Wednesday, July 28, 2010

"THE KEEPER OF PROMISES"

Dear friends & family,


The past week has been a walk in the park, a groaning in the desert and a glorious view from the mountain tops.

Rick received a WBC last Thursday of a monumental 124,000! CRAZY!! What's even more mind-blowing is the fact that he had no bone pain. This is grace! GOD'S grace! Rick shared with me that the LORD had spoken to him about the painkillers he was using off and on for pain. ("Stop taking them. You don't need them; they are not good for you.") Rick stopped taking his painkillers 4 days before he was told his count was through the roof! NO PAIN?! Huh? The LORD is the keeper of promises. Praise GOD!!

With a WBC of 100,000+ Rick was more than protected against germ and infection to go to Kyra's dance recital with the family and friends Thursday night without a mask. He was happy. We were just stoked he was there! It was awesome! Danny & Heidi came by Friday night bearing gift- GO NOTRE DAME! Awesome fellowship. On Saturday, Rick and I took a walk in the park with Lola while Skyler & Kyra were away in Palm Springs at a church Summer Retreat for the weekend--much needed for them. Saturday night we caught up with the other Lange fam and Rick's parents for dinner, lots of laughs, and Rick and I did a little shopping afterward. We were blessed to spend Sunday morning at church together--the first in a month and went out for lunch too. The girls arrived home around 1pm and we spent hours catching up. My mom came over, with meals in tote-YUM- for next days. Rick continued to feel well and Monday's schedule afforded the 4 of us to go to the movies and out to lunch. By far, these days have been the most normal for us in a long time! A GIFT! A cherished gift.

I hope you know how much it means to Rick, the girls and me that you continue to stay close as we travel this journey that has been set before us. Forgive me/us if I don't respond to every email or phone message. At times it seems I am living someone else's life; as though I'm watching from a distance. Fewer days it's as though I imagine myself holding on to whatever will anchor me in my cyclonic angst. However, most days I am filled with an incredible peace and joy that continues to grow deeper within not only with every blessing and miracle from God but, through each pain and difficulty too. God truly is my refuge and my strength--my ever present help in all times of need.

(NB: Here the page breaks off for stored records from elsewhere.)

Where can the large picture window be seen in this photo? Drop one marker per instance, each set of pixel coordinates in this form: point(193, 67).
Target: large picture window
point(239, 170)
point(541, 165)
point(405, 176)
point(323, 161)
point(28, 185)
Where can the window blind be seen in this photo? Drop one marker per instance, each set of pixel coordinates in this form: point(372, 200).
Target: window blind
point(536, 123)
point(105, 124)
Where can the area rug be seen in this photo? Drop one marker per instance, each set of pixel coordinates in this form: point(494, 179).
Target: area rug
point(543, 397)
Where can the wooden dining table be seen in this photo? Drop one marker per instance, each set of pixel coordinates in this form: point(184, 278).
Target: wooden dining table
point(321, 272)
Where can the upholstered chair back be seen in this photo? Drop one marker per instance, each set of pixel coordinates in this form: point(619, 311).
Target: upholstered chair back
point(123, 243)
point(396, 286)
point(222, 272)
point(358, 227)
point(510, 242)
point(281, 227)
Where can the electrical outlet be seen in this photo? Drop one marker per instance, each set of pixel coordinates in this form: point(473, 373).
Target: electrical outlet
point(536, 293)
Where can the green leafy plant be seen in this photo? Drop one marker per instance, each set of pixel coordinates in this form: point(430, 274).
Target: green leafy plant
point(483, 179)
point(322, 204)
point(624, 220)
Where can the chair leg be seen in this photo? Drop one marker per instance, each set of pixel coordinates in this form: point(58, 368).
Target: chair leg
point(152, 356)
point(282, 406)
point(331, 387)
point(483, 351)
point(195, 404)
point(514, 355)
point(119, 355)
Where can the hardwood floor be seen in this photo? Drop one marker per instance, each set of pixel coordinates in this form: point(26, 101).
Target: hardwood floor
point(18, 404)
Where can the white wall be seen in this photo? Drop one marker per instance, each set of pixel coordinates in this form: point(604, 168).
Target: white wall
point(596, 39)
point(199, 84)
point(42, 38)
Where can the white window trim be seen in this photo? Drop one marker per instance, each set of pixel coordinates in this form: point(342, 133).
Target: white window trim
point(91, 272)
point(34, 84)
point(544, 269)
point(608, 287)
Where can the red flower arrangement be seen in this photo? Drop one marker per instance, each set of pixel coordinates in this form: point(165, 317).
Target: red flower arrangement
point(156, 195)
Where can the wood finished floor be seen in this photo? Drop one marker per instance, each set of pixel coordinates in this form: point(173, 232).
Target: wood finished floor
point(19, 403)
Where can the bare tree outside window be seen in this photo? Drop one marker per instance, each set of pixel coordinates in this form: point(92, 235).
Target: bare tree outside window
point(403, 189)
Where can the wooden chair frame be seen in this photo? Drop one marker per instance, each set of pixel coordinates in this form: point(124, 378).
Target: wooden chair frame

I know it certainly has been a battle for Rick thus far; not only physically, but emotionally and spiritually too. Rick knows this season of great physical trial is truly GOD'S refining of his spirit. I can't even fathom his position but, I am so grateful for his relationship with our Lord and Savior, Jesus Christ. His comfort compels us to rest in the unknowing, drawing us in when we drift away and commands our hearts to persevere. Press on.

As we journey through this cancer valley we are shown there are many peaks and mountain tops along the way. I pray you can see them too. Although the stretch of the alien desert has been hard to cross-- we cross, and we endure. All by the Lord's immeasurable grace. His gifts are overflowing at the top and even set before us below in the dry places. There are streams in the desert.

I live out this trial side by side, face to face, hearts entwined- Rick, Skyler, Kyra, Jesus and me, and we are constantly overwhelmed by the blessed gifts of knowing your love- your support. We are greatly humbled. Many of you have commented on the power of prayer as this has shown to be the most significant impact in Rick's positive results and unexplained miracles- our peace, our joy, our vulnerability to walk by faith and not be sight, without question, can not be manufactured. All glory to GOD! For this, we cannot thank you enough! Prayers move! Thank you, thank you, thank you!

"For He has not ignored or belittled the suffering of the needy. He has not turned His back on them, but has listened to their cries for help. He will listen to the prayers of the destitute. He will not reject their pleas.
But when you ask Him, be sure that your faith is in God alone. Do not waver, for a person with divided loyalty is as unsettled as a wave of the sea that is blown and tossed by the wind." Ps. 26:24; 102:17; Jm. 1:6

I am brought to tears often over the fact that so many have and continue to fervently pray for and support my precious husband and our family. Thank you for believing with us. Thank you for loving us. We love you so much too. Please keep the love coming! It is everything. LOVE.